Was aber fängt man mit seinem Hunger an angesichts der vielen Schilder an den Türen, die auf den März vertrösten, wenn die Saison langsam wieder erwacht? Zum Glück ragt wie eine gastronomische Burg das Hotel Wilder Mann am Seeufer empor – und es hat geöffnet. Der Gastraum ist ein modern sanierter Ballsaal mit blauen Stühlen auf Fischgrätparkett. Kugellampen hängen wie überdimensionierte Karamellbonbons von der Decke. Ein junger Mann im Service – Typ Ski- oder Surflehrer – weist mit lässiger Eleganz einen Tisch am Fenster zu.
Was beim Studium des Menüs auffällt, ist die Kalkulation.
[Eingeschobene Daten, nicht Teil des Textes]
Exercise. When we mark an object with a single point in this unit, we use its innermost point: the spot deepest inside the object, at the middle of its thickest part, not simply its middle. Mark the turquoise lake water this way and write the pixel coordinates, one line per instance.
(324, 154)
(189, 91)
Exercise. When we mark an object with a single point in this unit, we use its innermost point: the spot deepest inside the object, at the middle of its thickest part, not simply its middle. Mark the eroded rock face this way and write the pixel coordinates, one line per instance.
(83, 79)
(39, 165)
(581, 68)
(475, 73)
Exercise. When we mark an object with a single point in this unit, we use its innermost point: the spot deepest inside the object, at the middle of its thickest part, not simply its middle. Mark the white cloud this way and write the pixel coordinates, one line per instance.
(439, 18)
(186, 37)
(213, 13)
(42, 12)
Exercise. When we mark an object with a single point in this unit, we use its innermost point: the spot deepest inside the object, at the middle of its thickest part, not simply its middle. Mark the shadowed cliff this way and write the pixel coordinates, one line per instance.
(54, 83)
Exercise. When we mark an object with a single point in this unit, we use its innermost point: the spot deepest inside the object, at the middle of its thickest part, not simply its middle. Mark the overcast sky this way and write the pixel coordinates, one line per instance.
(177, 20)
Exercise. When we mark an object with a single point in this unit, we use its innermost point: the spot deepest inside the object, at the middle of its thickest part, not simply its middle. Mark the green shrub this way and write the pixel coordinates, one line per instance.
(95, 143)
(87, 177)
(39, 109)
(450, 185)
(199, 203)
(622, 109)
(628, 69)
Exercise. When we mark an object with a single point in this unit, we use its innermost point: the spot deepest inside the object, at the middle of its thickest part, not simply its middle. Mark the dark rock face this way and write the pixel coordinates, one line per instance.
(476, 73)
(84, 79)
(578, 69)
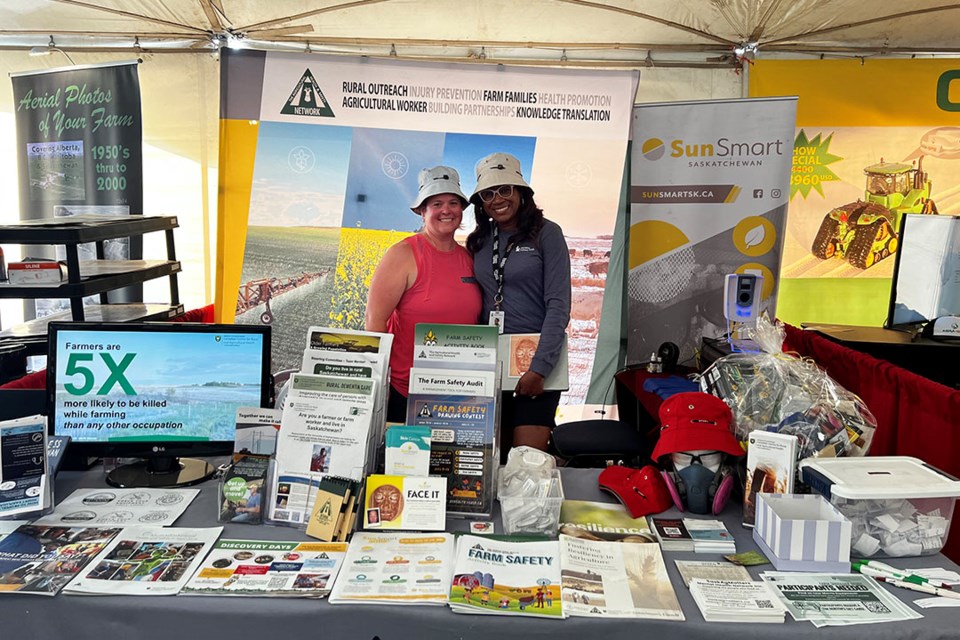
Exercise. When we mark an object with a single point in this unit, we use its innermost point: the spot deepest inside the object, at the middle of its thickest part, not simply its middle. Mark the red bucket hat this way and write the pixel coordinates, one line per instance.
(694, 421)
(642, 491)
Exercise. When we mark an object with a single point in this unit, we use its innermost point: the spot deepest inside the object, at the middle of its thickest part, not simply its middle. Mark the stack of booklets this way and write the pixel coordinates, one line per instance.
(736, 601)
(145, 561)
(710, 536)
(672, 534)
(268, 568)
(395, 568)
(454, 391)
(615, 580)
(331, 424)
(512, 578)
(335, 506)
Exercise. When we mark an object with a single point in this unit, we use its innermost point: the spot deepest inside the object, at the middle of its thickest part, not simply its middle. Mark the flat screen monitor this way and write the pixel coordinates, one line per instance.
(926, 274)
(155, 391)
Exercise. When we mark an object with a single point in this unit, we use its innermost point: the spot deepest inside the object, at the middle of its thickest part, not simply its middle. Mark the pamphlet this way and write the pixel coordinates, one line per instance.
(121, 507)
(455, 346)
(451, 382)
(708, 570)
(407, 450)
(828, 599)
(390, 567)
(415, 503)
(23, 466)
(42, 560)
(771, 468)
(461, 447)
(325, 429)
(612, 580)
(516, 354)
(736, 601)
(257, 431)
(145, 561)
(603, 521)
(268, 568)
(507, 578)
Kässpätzle für unter 15 Euro am Logenplatz eines Touristenortes – das ist fair. Das Angebot prägen bodenständige und regionaltypische Gerichte. Auf der Tageskarte weht dann aber auch ein Hauch von Eleganz. Bei der getrüffelten Steinpilzcremesuppe kommt das Trüffelaroma zwar nur von einem Öl. Doch die Suppe hat einen derart konzentrierten Pilzgeschmack, dass sie ohne Weiteres als Soße durchgehen könnte. Löffel für Löffel kernig abgeschmecktes Vergnügen. Mit sehr guten Noten in Geschmack und Aussehen empfehlen sich auch die Maultaschen, die farblich und aromatisch Lachs und
Zander deutlich erkennen lassen. Die Maultaschen sind gebettet auf einen üppig moussierten Rieslingschaum, der in luftigen Tiefen würzigen Spinat verbirgt. Ganz obenauf thront eine glasig gebratene Garnele und zeigt einmal mehr, dass die Küche ihre Teller gern effektvoll arrangiert.
Hübsch anzusehen ist dann auch die gefüllte Wachtel, die allerdings in vorgegartem und dann im Ofen aufgeknusperten Zustand an den Tisch kommt. Diese Technik funktioniert bei manchen Speisen gut – so ein zartes Vögelchen wie die Wachtel wird dabei allerdings weitgehend trocken wie auch im konkreten Fall. Daran ändert auch die Pilzfüllung – wiederum mit Mut abgeschmeckt – nicht allzu viel.
Schön gelungen ist dafür die aromatische Soße mit Trauben, die gut zum scheibenweise gerösteten Kartoffelknödel passen.
Den Abschluss des insgesamt sehr gepflegten Menüs gestaltet der Dessertteller. Auf ihm finden sich die üblichen Verdächtigen – ein wenig künstlich schmeckende Crème brûlée, Schokokuchen mit f lüssigem Kern – aber auch eine sehr gelungene Nocke vom Rotweineis.
Insgesamt überzeugt das Haus mit dem Anspruch, alles andere als eine Touristenfalle zu sein – und das mutmaßlich nicht nur im Winter.